Sadly I cannot say I was as impressed with the traditional Matzo Ball Soup ($12). By no means bad at all, it could have just done with a stronger flavour. Then again, this also comes down to personal preference.

Sacha and Sons Singapore matzo ball soup

The Chopped Liver ($14) however rocked my world. I had to put my hands up and admit that not only was it better than my own home-made one sob sob, but that it was one of the best I’d tasted anywhere.  Well played Sacha & Sons. Well played.

Sacha and Sons Singapore chopped liver

Oh and by the way guys, when it comes to these spreads, lay it on thick! This food is designed to eat with your hands and stuff your face. None of this delicate thin spreading please. Rule of thumb, the thickness of your schmear (spread) should be at least as thick as the bread its on, ideally double.

Getting heavy, it was time to tackle a Classic Reuben ($18-35 depending on size). A thick cut pastrami cured beef sandwich stuff with sauerkraut and sliced cheese. Perhaps a little heavy on the spicing and cut thicker than i’d like (yea, I’m picky, so sue me), it’s still one of the best Reubens you can find in Singapore. If you’re hankering for a chunky, meaty protein-filled, this will more than hit the spot.

Sacha and Sons Singapore reuben sandwich

Another great meaty treat is the Pastrami Knishes ($12) which are well worthy of mention. Soft pastries stuffed with pastrami beef, and then served with a rich gravy (with more meat inside!). Totally awesome. I was full before they arrived and I found room to eat the whole plate.
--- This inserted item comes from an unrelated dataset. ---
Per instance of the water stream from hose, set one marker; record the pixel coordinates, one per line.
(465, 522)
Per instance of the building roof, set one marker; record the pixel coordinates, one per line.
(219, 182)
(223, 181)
They’re THAT good!

Sacha and Sons Singapore knishes

By the time I made it to dessert, my stomach was veritably about to explode so I only made it through a few bites of the creamy blintzes ($12), but again, very tasty… if you still have room for something sweet!

After many years and so many restaurants only going halfway with a minor contribution here and there, it’s nice to see a place really take on the mantle to bring that incredible culinary genre to our shores…and they have done it fantastically.

And to my fellow Jews out there, Chag Chanukah Sameach (Happy Chanukah) !!! Hope you enjoy Sacha & Sons as much as I do!